Somado a isso, a redução nominal de fluxos de OPEX 01 e OPEX 02, nas atividades mantidas por enquanto, conforme os limites e as alternativas abertas pela ação anticíclica do Governo (redução de até 70% dos salários, diferimento de encargos sociais e financiamento para quem teve acesso aos bancos e às linhas de crédito criadas para esse fim, que também adiam o seu ressarcimento, na esperada redenção dos efeitos mais perversos de curto prazo causados pela pandemia).

O efeito já previsível: a Rede Pública deverá receber um aumento significativo de demanda por matrículas de alunos egressos da Rede Privada – tal como o SUS já recebeu um acréscimo maior de demanda dos que foram desempregados ou dos que não conseguem mais pagar os seus Planos de Saúde.

Ora, a volta às aulas na Rede Pública – de todo temerária para este ano letivo e isto só não vê quem não quer –, demandará espaçamento entre carteiras (mesmo no ano que vem), distanciamento nas atividades curriculares, e daí por diante.

Poucas são as salas de aula com menos de 20 ou 30 alunos na rede estadual e municipal: a realidade física mal comporta os alunos atuais. E com os egressos da Rede Privada?

A Rede Pública terá que fazer mais CAPEX para atender a todos que tem este direito previsto na Constituição?

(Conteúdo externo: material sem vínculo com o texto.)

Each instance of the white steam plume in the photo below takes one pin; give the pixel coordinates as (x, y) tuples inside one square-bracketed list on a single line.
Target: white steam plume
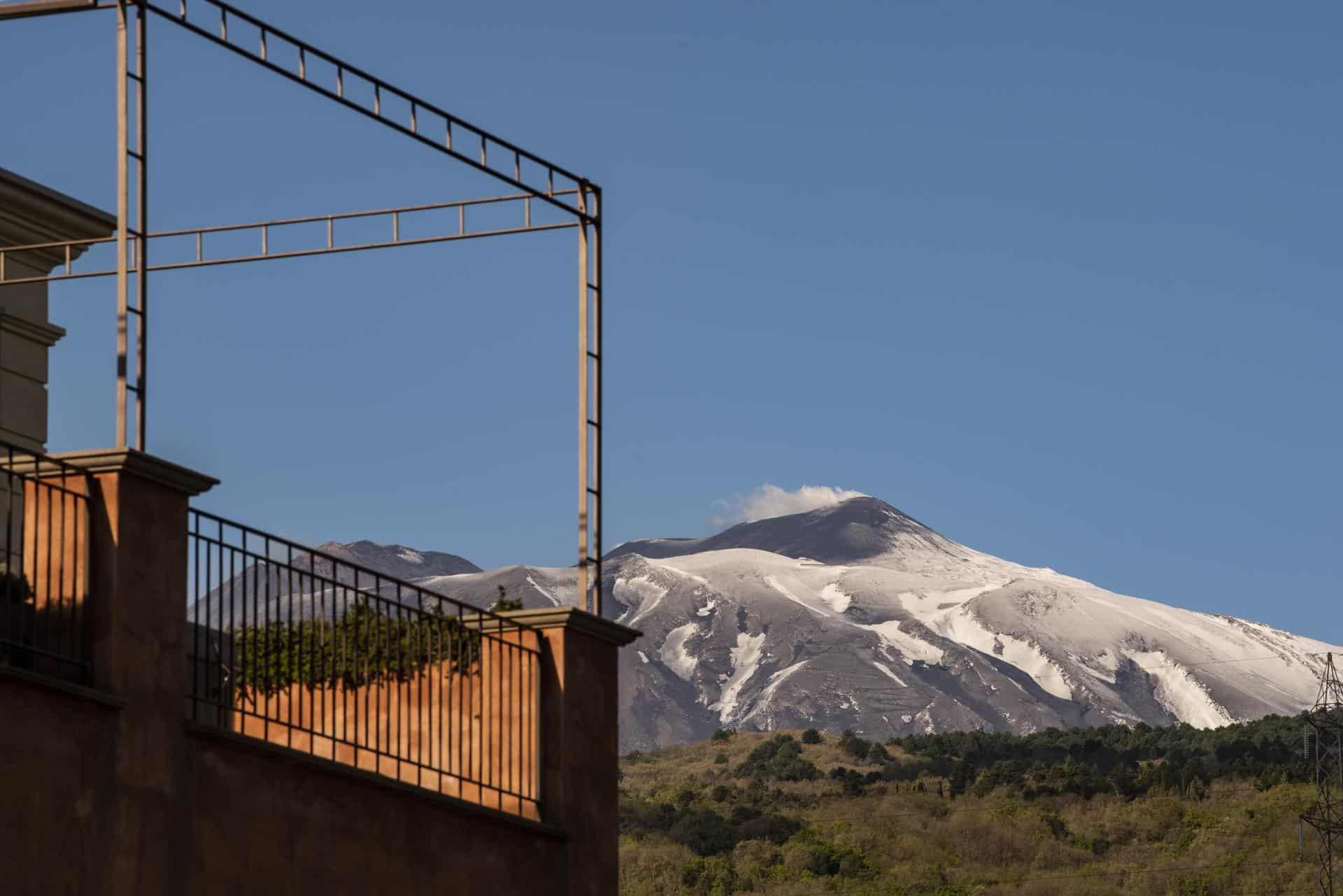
[(770, 500)]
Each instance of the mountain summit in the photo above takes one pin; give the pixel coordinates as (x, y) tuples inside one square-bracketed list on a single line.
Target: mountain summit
[(846, 532)]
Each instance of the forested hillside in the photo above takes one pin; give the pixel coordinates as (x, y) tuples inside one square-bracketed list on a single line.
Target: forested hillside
[(1134, 811)]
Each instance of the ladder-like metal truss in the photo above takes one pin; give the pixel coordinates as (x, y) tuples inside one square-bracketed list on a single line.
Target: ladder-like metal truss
[(534, 180), (1326, 816)]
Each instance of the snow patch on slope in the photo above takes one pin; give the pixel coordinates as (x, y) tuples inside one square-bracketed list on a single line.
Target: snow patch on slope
[(774, 583), (837, 599), (1179, 691), (890, 674), (674, 655), (911, 646), (772, 685), (638, 591), (963, 626), (543, 591), (746, 661)]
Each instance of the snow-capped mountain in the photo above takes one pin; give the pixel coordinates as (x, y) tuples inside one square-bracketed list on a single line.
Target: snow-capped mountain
[(857, 616)]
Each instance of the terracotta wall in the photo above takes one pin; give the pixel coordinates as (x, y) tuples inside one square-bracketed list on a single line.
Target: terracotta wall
[(304, 827), (468, 734), (116, 790)]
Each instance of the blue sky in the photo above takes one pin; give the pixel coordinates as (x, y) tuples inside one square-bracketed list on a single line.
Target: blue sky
[(1058, 280)]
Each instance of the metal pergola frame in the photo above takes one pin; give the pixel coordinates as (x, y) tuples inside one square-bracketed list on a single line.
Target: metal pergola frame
[(531, 178)]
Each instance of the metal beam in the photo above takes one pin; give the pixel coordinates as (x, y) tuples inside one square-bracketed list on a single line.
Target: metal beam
[(50, 7), (267, 229), (450, 138)]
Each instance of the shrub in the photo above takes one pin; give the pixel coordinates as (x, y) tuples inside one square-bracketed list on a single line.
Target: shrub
[(778, 760)]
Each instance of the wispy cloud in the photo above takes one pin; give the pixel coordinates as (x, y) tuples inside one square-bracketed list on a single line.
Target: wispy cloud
[(770, 500)]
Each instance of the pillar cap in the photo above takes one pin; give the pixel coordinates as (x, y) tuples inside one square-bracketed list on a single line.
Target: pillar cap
[(557, 618), (147, 467)]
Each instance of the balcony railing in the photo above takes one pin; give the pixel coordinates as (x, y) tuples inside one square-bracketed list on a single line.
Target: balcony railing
[(45, 566), (306, 650)]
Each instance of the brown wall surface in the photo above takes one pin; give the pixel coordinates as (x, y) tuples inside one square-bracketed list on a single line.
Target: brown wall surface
[(55, 788), (270, 821)]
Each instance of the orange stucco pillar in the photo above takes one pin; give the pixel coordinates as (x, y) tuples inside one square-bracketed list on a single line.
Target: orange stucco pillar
[(581, 741), (136, 617)]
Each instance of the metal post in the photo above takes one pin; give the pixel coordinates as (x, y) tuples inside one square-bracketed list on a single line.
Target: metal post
[(1326, 816), (590, 401), (122, 220), (585, 573), (125, 159), (143, 226)]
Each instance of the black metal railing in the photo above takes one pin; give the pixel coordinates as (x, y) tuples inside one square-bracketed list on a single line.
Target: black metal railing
[(308, 650), (45, 566)]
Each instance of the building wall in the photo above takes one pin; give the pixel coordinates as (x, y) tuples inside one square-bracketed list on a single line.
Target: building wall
[(308, 827), (250, 817)]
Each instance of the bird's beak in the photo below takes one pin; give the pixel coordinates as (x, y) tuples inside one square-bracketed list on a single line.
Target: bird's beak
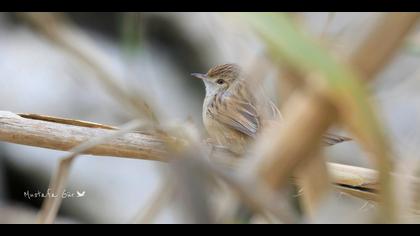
[(199, 76)]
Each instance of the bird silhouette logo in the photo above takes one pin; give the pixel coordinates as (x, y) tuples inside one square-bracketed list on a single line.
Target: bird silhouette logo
[(81, 194)]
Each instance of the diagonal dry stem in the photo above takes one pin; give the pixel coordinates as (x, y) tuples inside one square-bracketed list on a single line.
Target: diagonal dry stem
[(52, 204)]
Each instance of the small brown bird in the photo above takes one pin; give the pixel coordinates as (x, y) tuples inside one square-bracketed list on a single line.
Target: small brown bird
[(234, 113)]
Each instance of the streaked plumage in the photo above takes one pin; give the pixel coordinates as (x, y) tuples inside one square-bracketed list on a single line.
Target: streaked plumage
[(233, 113)]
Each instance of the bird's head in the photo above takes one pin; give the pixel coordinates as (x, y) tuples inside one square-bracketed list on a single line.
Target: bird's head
[(220, 77)]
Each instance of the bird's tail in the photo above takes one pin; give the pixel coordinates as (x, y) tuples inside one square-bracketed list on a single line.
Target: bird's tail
[(331, 139)]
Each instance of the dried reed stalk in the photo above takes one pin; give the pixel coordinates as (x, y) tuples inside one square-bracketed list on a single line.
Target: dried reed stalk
[(59, 136)]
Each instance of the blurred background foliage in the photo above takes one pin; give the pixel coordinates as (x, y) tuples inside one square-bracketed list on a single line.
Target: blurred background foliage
[(153, 54)]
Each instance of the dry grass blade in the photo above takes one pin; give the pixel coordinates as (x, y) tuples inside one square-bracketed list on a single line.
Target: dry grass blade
[(51, 205), (66, 135)]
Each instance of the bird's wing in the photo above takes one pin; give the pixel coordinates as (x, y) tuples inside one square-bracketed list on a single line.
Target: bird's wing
[(237, 114)]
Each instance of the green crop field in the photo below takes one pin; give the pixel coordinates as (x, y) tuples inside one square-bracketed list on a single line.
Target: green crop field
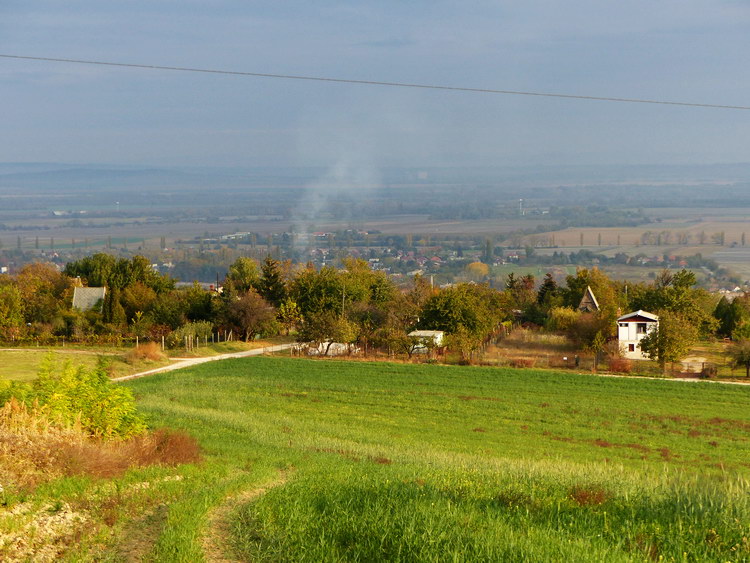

Na identidade microeconômica antes definida há flagrante ociosidade, por que há o desemprego de fatores de produção demandados para a oferta de conhecimento: de profissionais da linha de frente e da retaguarda, às áreas liberadas para ensino em m2, de demandas secundárias de fornecimento de insumos de toda a ordem…ou seja, um ciclo econômico virtuoso onde o Setor Público poderia pagar pelo uso do CAPEX ocioso do setor privado, reempregar provisoriamente o contingente de professores e funcionários de áreas meio e com isso irrigar a cadeia de fornecimento de bens antecedentes e consequentes do ensino.

E, indiretamente, com a retomada dos salários, aluguéis e dos pagamentos a fornecedores, irrigar a economia periférica a esse importante cluster: inclusive a preços mais baixos do que aqueles vigentes ANTES da pandemia, eis que – a contrário senso – a ociosidade se tornará crônica para todos aqueles envolvidos nessa cadeia ou ciclo de produção.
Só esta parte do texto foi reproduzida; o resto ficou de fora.